Indigenous cultures throughout the world have celebrated harvest and the strengthening light and stirring new growth in spring. They’ve celebrated the shortest day and the longest day, the balance points between the two. They’ve rejoiced as they bred, birthed, and slaughtered animals for food. Story, dance, prayer, vision questing, spending time in solitude, and withdrawing with others of one’s own biological sex have been ways in which people have sought to understand and mark the journeys of their lives.
In the Webbd Wheel series, I’ve brought ritual and initiation back. In the next part of The Hanged Man, several characters gather together to undergo a series of tasks and challenges, led by guides and elders. It’s not a summer camp. During the initiation, secrets are revealed, fears faced, painful truths examined. The purpose of initiation is to move into a different level of being; birth is always difficult and frightening in its power.
I wonder sometimes what would happen socially and culturally if we brought this kind of ritual back. Would gangs and cults have less power over those who are lost and frightened? Would rates of addiction and suicide go down? Would prison and mental health institution populations dwindle? Would more people develop a healthy sense of self and practice better self-care? Would family and community bonds strengthen, especially multigenerational bonds?
I don’t know. What I will say is living by the cycles and seasons outlined in the Webbd Wheel has brought me joy and comfort. Having a formal opportunity to pause at each turn of the wheel and assess my life has been a healing blessing. I do not have a group with whom to make such observance, but I have myself, my Tarot cards, my writing, my garden, my candles and rituals, my prayers, and my solitude.
I had the great good fortune in my old place to be part of a dance group of mostly women. In that space we celebrated and mourned our experience as women, as mothers, lovers, daughters, sisters and artists. We shared our changing bodies, our wisdom, our failures, and sometimes our poor health. We cried, laughed, played, and danced our rage.

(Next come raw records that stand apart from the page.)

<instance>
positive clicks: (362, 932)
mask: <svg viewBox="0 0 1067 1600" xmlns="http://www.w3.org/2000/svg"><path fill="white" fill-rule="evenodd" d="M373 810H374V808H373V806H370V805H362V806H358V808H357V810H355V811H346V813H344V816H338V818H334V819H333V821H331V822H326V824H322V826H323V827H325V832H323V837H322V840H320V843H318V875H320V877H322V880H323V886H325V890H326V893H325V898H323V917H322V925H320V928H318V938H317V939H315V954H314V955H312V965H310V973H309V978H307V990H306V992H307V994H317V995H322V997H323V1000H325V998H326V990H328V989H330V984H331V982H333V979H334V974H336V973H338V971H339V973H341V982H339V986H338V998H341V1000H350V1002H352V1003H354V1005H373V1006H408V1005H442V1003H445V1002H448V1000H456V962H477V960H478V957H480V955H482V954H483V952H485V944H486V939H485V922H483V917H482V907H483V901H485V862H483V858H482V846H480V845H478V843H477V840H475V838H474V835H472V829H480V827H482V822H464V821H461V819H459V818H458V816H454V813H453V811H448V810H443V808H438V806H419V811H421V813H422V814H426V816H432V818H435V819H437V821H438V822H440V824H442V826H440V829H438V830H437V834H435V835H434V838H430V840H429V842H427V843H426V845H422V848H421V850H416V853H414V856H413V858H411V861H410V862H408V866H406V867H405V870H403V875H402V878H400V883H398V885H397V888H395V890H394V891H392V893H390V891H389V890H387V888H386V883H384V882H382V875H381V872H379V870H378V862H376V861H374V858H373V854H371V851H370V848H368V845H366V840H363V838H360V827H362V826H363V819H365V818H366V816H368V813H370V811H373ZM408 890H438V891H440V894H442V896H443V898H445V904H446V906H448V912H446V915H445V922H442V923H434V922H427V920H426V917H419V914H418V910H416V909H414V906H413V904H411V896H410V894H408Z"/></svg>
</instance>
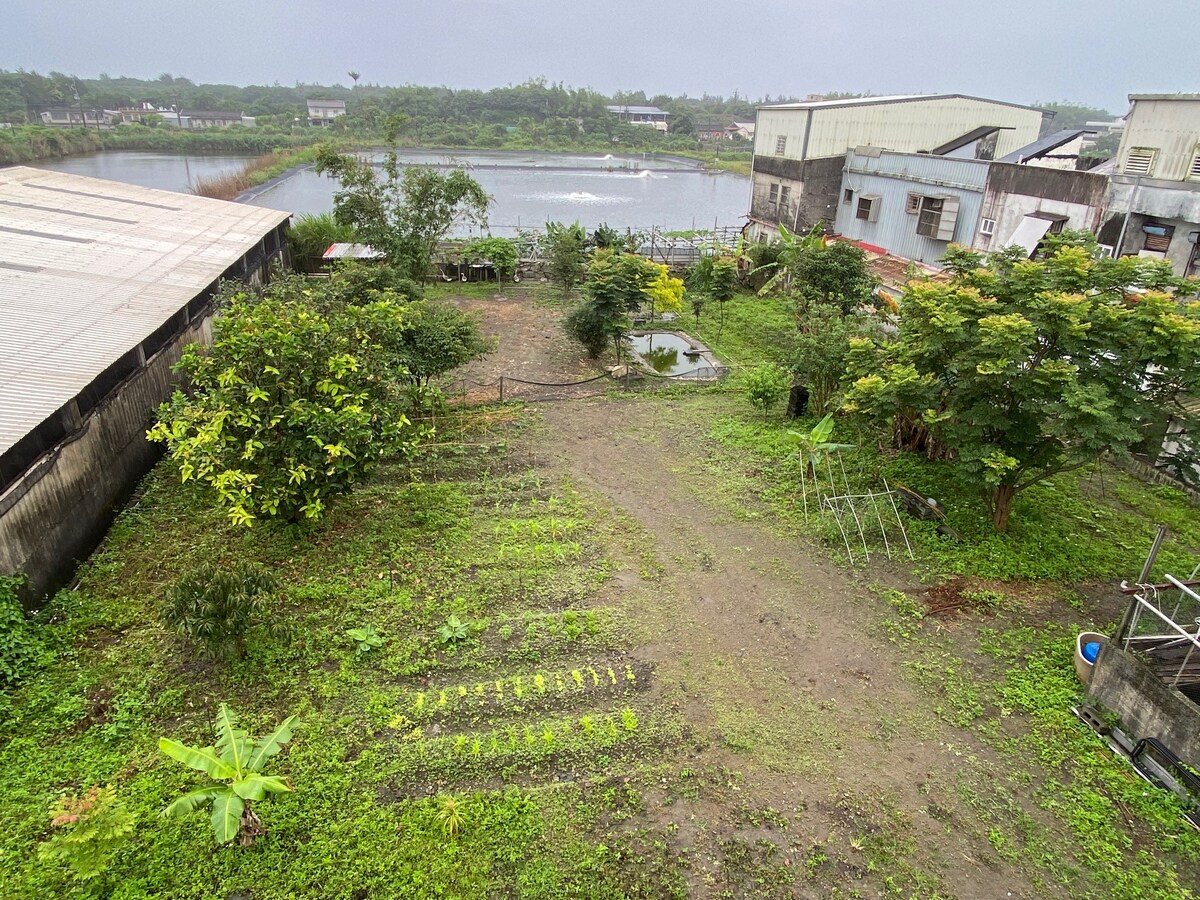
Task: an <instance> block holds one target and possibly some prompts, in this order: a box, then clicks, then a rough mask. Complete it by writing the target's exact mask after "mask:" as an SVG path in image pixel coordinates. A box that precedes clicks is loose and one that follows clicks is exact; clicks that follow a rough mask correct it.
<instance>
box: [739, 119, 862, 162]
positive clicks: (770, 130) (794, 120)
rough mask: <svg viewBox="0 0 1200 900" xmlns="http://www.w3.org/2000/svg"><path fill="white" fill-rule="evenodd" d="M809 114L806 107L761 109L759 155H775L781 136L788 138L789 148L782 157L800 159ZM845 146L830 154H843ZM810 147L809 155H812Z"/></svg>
mask: <svg viewBox="0 0 1200 900" xmlns="http://www.w3.org/2000/svg"><path fill="white" fill-rule="evenodd" d="M808 119H809V114H808V110H805V109H792V110H788V109H775V110H770V109H760V110H758V115H757V118H756V120H755V132H754V151H755V154H756V155H757V156H774V155H775V140H776V138H779V137H780V136H782V137H786V138H787V150H786V152H785V154H784V157H782V158H786V160H800V158H803V157H802V156H800V150H802V149H803V146H804V128H805V125H806V124H808ZM842 152H845V148H842V150H839V151H838V152H836V154H829V155H830V156H841V154H842ZM812 155H814V154H812V151H811V149H810V151H809V156H812Z"/></svg>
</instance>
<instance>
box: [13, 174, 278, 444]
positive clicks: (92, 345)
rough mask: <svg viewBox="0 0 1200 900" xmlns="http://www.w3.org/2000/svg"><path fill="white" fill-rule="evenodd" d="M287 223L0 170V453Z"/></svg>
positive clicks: (143, 195)
mask: <svg viewBox="0 0 1200 900" xmlns="http://www.w3.org/2000/svg"><path fill="white" fill-rule="evenodd" d="M287 220H288V214H287V212H281V211H278V210H272V209H264V208H262V206H251V205H248V204H241V203H227V202H224V200H211V199H208V198H204V197H194V196H192V194H184V193H173V192H170V191H156V190H152V188H149V187H137V186H134V185H125V184H119V182H115V181H106V180H103V179H96V178H85V176H83V175H71V174H66V173H61V172H46V170H42V169H32V168H26V167H24V166H16V167H12V168H6V169H0V452H4V451H5V450H7V449H8V448H10V446H12V445H13V444H16V443H17V442H18V440H20V438H23V437H24V436H25V434H26V433H29V431H30V430H32V428H34V427H36V426H37V425H38V424H40V422H42V421H43V420H44V419H47V418H48V416H50V415H53V414H54V413H55V412H56V410H58V409H60V408H61V407H62V406H64V404H66V403H67V402H70V401H71V400H72V398H73V397H76V396H77V395H78V394H79V391H82V390H83V389H84V388H85V386H88V384H90V383H91V382H92V380H94V379H95V378H96V377H97V376H98V374H100V373H101V372H103V371H104V370H106V368H107V367H108V366H110V365H112V364H113V362H115V361H116V360H119V359H120V358H121V356H122V355H124V354H126V353H128V352H130V350H132V349H133V348H134V347H137V346H138V344H139V343H142V342H143V341H144V340H145V338H146V337H149V336H150V335H151V334H152V332H154V331H155V329H157V328H158V326H160V325H162V324H163V323H166V322H167V320H168V319H169V318H170V317H172V316H173V314H175V313H176V312H179V311H180V310H181V308H182V307H184V306H186V305H187V304H188V302H190V301H191V300H192V299H194V298H196V296H197V295H199V294H200V293H202V292H204V289H205V288H208V287H209V286H210V284H211V283H212V282H214V281H216V280H217V278H220V277H221V275H222V274H223V272H224V271H226V270H227V269H229V266H232V265H234V264H235V263H238V260H239V259H241V257H242V256H244V254H245V253H246V252H247V251H250V250H252V248H253V246H254V244H257V242H258V241H259V240H260V239H262V238H263V236H264V235H265V234H268V233H270V230H271V229H272V228H275V227H276V226H278V224H281V223H282V222H286V221H287Z"/></svg>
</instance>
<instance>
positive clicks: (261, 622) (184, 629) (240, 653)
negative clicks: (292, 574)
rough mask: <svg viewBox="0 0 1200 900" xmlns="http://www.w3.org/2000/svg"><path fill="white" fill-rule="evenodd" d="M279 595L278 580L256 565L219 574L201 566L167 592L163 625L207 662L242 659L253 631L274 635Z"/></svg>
mask: <svg viewBox="0 0 1200 900" xmlns="http://www.w3.org/2000/svg"><path fill="white" fill-rule="evenodd" d="M278 589H280V582H278V580H277V578H276V577H275V576H274V575H272V574H271V572H269V571H265V570H263V569H260V568H259V566H257V565H250V564H242V565H238V566H235V568H233V569H223V568H221V566H217V565H214V564H211V563H205V564H203V565H202V566H200V568H199V569H197V570H196V571H193V572H190V574H187V575H185V576H184V577H182V578H180V580H179V581H178V582H176V583H175V584H174V586H173V587H172V588H170V589H169V590H168V592H167V596H166V599H164V600H163V604H162V620H163V624H164V625H167V628H169V629H170V630H172V631H174V632H175V634H176V635H179V636H180V637H184V638H187V640H190V641H196V642H197V643H199V644H200V646H202V647H203V648H204V653H205V655H208V656H211V658H214V659H228V658H229V656H236V658H238V659H244V658H245V656H246V637H247V635H248V634H250V632H251V631H252V630H254V629H263V630H264V631H268V632H276V631H278V626H277V625H276V622H277V618H276V616H275V606H274V604H275V595H276V593H277V592H278Z"/></svg>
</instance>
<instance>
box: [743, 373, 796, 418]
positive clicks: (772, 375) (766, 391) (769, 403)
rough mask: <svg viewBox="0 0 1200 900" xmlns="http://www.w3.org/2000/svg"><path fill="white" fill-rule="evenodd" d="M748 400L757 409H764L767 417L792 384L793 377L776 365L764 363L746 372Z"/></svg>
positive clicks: (750, 405) (789, 387) (747, 397)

We held hands and spoke our truth in candle-lit dimness, secure that our secrets were safe. We held space for one another, however we needed to be in those moments. It was the most powerful and healing connection I’ve ever made with other people. We told stories, shared poetry, wept together, giggled, and marked the wheel of the year.
I have tried to find or form such a group here, but it hasn’t happened. Still, I hope, one day, when it’s the right time, I will again find a place in such a circle. In the meantime, I dream of community rituals and imagine an initiation of several young people on the cusp of individuation from their families, ready to don the mantel of adulthood.